Read More: Improve Workplace Productivity and Employee Teamwork With DISC Training

The steps you can take to lead with a better management style include:

  • Clearly communicate your expectations.
  • Trust employees to fulfill their duties and meet your expectations.
  • Empower employees to do their work and achieve their goals in their own way.
  • Use technology to streamline communication, workflows, and project management.
  • Focus on encouraging feedback sharing.
  • Follow through with considering and responding to feedback.
  • Create a positive culture where employees have space to be creative and encourage innovation.
  • Shift to a team-based mindset, moving from 'I' thoughts and statements to 'we' thoughts and statements. Understanding that the statement, "We will build a successful company," is more likely to be true than the statement, "I will build a successful business."
  • Monitor performance and results instead of monitoring employees.

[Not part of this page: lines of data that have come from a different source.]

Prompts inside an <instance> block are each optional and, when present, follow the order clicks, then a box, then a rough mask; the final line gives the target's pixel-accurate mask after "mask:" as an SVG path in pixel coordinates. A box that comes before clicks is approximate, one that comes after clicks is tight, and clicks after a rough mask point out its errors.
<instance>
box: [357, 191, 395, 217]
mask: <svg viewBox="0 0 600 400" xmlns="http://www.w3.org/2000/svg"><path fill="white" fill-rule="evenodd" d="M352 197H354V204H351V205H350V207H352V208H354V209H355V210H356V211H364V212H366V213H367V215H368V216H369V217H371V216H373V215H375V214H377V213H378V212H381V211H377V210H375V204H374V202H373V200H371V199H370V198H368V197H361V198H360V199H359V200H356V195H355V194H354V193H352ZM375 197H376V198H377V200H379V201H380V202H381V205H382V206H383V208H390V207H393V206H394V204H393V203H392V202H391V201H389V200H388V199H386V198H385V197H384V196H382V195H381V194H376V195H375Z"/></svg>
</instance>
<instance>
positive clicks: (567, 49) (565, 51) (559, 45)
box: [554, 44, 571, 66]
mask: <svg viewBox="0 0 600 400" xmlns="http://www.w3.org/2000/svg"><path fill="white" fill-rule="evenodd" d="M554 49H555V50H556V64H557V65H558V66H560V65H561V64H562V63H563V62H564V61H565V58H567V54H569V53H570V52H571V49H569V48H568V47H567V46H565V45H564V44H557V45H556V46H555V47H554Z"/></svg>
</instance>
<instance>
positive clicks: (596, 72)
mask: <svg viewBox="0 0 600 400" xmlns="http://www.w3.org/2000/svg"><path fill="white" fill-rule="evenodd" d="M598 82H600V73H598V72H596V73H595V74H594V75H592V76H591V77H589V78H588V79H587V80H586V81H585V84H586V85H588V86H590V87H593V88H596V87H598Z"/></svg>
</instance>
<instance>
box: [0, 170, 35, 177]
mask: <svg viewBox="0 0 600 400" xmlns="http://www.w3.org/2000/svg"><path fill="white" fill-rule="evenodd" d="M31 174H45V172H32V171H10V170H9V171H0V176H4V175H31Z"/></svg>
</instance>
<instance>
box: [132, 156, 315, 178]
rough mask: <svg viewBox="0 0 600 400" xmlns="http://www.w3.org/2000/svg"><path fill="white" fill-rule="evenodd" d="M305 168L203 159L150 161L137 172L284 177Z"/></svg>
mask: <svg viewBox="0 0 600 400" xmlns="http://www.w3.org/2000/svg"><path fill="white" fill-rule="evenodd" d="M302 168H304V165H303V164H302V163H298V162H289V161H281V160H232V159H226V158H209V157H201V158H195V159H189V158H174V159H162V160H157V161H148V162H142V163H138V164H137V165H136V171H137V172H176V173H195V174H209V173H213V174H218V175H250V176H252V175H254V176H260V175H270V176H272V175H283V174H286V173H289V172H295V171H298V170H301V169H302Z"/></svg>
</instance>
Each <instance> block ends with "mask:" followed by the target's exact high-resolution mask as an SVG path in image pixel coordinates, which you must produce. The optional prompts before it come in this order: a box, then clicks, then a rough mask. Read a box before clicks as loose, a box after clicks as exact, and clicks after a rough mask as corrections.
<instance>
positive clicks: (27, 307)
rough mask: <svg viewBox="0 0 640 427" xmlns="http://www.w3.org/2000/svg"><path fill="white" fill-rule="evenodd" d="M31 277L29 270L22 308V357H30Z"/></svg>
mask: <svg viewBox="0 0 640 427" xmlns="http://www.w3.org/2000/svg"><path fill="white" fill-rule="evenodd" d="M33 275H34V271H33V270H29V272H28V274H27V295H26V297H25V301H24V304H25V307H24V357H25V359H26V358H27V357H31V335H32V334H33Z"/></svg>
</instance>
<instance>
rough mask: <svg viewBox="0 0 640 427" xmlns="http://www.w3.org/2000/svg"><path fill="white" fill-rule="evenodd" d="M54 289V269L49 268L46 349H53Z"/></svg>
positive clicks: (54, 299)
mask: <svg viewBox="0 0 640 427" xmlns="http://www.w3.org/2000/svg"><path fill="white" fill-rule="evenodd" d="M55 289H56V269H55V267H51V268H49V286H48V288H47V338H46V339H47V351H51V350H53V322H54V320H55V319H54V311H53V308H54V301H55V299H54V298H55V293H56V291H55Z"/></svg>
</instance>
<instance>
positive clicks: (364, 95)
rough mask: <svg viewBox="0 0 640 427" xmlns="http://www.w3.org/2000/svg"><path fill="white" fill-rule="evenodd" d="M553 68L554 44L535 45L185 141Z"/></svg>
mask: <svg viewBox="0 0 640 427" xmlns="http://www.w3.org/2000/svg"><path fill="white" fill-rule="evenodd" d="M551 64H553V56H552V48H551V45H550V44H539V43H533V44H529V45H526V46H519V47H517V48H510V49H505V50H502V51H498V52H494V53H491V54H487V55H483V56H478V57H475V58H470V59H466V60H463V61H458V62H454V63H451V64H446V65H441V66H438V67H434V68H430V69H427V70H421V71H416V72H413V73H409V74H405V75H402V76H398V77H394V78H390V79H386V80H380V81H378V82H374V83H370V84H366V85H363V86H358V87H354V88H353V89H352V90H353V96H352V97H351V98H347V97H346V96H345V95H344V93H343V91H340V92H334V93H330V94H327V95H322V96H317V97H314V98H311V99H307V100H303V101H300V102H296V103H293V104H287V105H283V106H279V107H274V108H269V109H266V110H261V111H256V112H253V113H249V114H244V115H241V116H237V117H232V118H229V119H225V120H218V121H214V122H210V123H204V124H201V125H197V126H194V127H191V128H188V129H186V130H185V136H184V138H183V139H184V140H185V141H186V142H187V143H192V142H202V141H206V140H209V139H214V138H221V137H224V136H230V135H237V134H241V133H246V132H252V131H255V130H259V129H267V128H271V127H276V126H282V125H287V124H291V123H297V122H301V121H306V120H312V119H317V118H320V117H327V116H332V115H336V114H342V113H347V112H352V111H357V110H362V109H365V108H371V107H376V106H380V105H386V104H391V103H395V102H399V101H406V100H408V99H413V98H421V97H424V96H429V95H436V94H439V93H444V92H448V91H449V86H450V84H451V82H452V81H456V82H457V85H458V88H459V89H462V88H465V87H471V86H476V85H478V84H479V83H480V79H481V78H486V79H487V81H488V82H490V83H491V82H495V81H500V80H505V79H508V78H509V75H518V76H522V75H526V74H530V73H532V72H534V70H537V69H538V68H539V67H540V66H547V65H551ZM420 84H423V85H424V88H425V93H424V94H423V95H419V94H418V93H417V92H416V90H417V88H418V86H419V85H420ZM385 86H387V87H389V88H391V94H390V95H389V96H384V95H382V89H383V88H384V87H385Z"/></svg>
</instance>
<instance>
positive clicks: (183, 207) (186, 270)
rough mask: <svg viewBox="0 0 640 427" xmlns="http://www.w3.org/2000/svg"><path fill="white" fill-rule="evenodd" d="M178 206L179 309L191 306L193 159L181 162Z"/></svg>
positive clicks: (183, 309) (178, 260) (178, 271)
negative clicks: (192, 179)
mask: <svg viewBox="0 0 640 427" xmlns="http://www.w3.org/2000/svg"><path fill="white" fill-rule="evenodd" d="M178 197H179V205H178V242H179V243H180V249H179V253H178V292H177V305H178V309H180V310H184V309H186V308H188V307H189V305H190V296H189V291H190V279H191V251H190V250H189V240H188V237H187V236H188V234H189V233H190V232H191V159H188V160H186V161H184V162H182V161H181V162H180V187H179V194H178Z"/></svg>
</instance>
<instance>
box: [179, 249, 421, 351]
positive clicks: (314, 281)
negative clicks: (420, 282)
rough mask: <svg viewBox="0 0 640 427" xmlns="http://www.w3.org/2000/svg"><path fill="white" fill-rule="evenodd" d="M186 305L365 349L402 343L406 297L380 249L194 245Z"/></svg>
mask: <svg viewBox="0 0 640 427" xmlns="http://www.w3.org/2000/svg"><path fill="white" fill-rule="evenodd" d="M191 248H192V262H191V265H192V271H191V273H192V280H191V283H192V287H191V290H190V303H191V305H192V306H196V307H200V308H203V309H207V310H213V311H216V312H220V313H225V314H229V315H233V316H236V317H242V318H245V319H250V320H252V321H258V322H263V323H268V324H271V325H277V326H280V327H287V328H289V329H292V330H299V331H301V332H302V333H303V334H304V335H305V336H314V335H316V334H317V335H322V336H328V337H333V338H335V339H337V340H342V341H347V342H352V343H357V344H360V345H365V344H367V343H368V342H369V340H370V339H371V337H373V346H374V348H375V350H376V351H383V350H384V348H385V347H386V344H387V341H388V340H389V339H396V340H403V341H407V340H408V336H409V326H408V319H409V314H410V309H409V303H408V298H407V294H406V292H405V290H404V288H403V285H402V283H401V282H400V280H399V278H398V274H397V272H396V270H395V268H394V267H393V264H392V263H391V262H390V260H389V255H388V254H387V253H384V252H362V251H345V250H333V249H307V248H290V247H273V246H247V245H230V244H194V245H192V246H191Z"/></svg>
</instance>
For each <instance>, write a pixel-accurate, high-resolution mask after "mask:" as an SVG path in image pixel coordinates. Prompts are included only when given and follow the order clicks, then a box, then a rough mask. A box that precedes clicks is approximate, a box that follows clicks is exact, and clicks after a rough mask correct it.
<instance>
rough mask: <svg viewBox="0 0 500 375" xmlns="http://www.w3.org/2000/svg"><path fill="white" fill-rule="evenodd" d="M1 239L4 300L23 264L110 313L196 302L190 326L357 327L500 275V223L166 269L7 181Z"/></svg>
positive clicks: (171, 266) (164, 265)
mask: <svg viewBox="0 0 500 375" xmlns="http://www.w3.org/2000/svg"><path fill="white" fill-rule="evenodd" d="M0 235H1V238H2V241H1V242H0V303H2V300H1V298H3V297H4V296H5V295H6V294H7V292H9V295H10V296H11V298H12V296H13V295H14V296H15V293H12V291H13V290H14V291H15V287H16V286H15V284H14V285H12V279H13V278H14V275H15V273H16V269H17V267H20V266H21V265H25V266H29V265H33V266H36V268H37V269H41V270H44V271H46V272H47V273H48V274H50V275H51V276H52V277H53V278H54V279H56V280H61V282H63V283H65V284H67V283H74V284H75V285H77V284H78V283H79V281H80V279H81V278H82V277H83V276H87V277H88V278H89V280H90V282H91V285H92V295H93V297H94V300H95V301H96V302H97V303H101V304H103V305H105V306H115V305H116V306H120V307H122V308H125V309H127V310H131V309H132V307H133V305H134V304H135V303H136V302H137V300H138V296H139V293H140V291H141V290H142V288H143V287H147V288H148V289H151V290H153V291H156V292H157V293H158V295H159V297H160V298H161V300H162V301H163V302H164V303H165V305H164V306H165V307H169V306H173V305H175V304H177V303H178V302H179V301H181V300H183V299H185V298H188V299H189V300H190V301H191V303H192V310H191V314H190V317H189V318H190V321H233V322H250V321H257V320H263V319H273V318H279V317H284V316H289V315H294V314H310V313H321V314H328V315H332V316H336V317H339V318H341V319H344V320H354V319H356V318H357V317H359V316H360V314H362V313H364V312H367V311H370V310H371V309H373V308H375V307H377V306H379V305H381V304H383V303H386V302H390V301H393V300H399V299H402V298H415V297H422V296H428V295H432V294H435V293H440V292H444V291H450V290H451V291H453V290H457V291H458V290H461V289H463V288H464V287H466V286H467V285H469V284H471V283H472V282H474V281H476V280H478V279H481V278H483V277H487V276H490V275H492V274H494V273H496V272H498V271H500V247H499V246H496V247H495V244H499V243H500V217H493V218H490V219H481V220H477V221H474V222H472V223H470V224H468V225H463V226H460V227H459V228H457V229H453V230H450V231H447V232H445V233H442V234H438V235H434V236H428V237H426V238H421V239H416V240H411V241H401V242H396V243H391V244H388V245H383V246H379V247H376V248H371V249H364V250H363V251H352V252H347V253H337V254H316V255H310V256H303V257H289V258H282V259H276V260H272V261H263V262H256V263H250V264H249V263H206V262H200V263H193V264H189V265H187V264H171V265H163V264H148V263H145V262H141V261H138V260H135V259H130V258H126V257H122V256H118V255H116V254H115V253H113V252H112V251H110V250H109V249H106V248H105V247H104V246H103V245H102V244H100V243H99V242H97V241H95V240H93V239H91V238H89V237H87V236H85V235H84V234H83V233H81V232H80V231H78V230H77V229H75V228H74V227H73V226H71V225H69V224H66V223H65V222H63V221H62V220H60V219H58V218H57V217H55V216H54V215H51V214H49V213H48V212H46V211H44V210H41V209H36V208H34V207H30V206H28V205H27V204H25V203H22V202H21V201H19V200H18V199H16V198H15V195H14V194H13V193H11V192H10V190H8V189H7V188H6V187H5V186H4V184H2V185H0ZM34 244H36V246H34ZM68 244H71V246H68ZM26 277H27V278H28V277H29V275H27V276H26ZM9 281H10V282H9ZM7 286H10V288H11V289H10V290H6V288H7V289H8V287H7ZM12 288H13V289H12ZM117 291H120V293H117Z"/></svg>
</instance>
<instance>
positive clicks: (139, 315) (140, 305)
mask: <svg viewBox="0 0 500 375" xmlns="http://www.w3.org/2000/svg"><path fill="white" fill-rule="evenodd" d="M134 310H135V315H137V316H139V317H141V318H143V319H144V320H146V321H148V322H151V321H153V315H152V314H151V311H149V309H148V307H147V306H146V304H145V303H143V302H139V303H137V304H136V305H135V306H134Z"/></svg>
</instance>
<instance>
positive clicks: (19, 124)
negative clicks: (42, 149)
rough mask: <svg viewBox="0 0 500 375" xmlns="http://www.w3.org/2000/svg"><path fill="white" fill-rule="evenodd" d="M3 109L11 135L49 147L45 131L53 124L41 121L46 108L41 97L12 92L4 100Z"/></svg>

As you improve your leadership style and that of all the leaders working in your business, you, your company, workplace culture, and your employees will benefit in countless ways.

 Plus, with a better management style, you might just be surprised at how much happier you, as a person who is also an employee of your company, can become as well.

Remember: You Can’t Manage What You Don’t Measure

Before you begin implementing positive workplace culture changes, it's important to make sure your back office is set up to keep track of the progress you make.  Without a robust back office to track employee metrics, you won't know whether (or to what degree) your own leadership and workplace culture are improving.